As a reformed network geek who has turned to the dark side to follow the storage market, I've been especially intrigued by the evolution of data center Ethernet as fundamentally different not only from the 10-Mbps shared media Ethernet of old but, more significantly, from the direction of campus Ethernet. As we bring DCB, TRIIL-like Layer 2 multipathing and the like into the data center network, I would like to propose that many of us can eliminate the expensive modular switch that's typically served as the network core.
We have traditionally built networks around a pair of massively redundant core switches using additional access and aggregation layers of switches to funnel traffic to the core. This design was driven by the limitations of previous generations of smaller switches, the spanning tree protocol and yesterday’s traffic patterns.
Just a few years ago, much of the traffic in an enterprise was users running two-tier client/server applications and accessing file services. This resulted in large volumes of so called north-south traffic between user PCs, external systems and servers. Today, much of the traffic is server-to-server or east-west as Web and application servers access databases. Virtualization adds to the east-west traffic pattern with live migration traffic and virtual desktops.

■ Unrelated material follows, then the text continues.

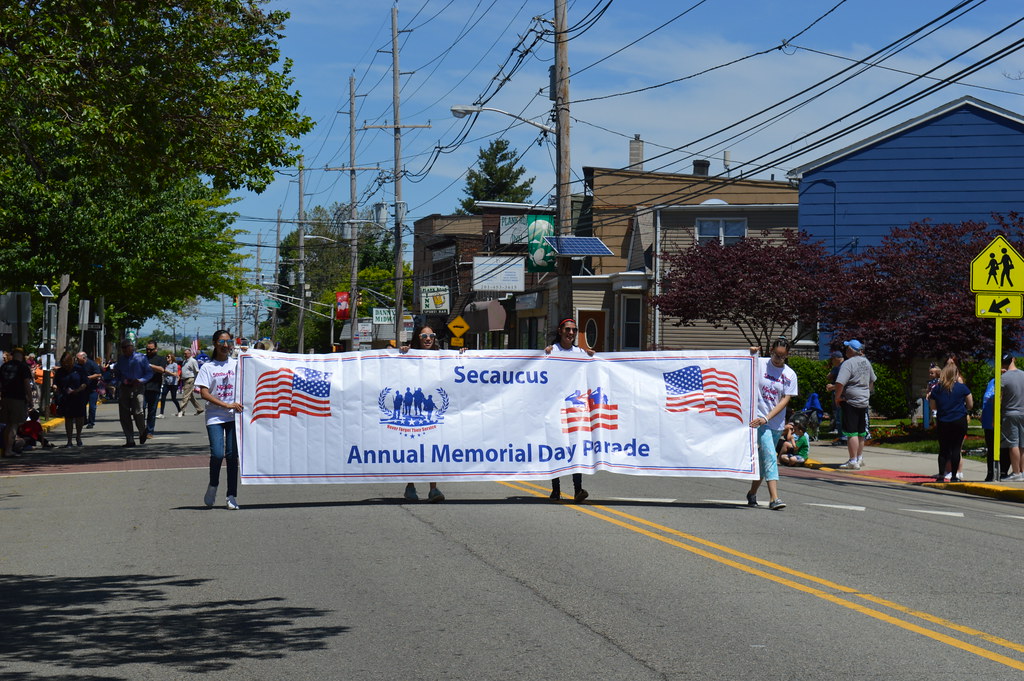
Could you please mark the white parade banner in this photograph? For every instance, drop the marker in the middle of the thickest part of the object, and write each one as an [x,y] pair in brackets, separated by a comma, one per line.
[501,415]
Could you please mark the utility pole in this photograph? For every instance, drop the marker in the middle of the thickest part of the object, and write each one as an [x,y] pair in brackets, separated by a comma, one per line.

If we’re building a network for east-west traffic, why are we connecting ToR (top of rack) switches through oversubscribed uplinks to the core? If you have 100 to 300 or so servers with dual 10 Gbit connections, you could just build a full mesh of 48-, 60- or 96-port ToR switches.
Let’s take a full mesh of eight 60-port switches with 20-Gbps interconnects as an example. Each switch would use 14 10-Gbps ports for connections to its peers for providing 140 Gbps of fabric bandwidth. That would leave 46 ports on each switch for server and storage connections, which would easily support 150 or so servers with dual connections and plenty of storage connections to boot. Each server would be no more than two switch hops from any other, and the interswitch links would be only about 3-to-1 oversubscribed.
A more conventional design would use a pair of core switches that the ToR switches all uplinked to. If we use 40-Gbps uplinks, we boost the oversubscription level from 3-to-1 to 6.5-to-1 (52-to-8) and add another switch hop to the data path between any two servers connected to different switches. Using dedicated storage switches also connected to the core would further stress the uplinks. We may be able to save a few bucks on ToR switches, but we’d have to spend several times that much to buy line cards for the core, let alone the cost of a pair of Nexus 7000-type core switches.
As you add Layer 2 multipath capable ToR switches, consider using the fabric itself as the core. It could save you more than a few dollars while providing reliability and performance comparable to a more conventional design. Of course, full meshes can only scale so large. Adding more switches to the mesh requires more interswitch link ports so you can reach the point where, with adding another switch to the mesh, you’ll actually reduce the number of useable ports in the fabric. So if you’re building a network for 1,000 servers, those core switches with high port counts might pay off.
So would you build a data center network without a core? Comments solicited.
Disclaimer: Brocade, who makes switches that could be used to build such a mesh network, is a client of DeepStorage.net.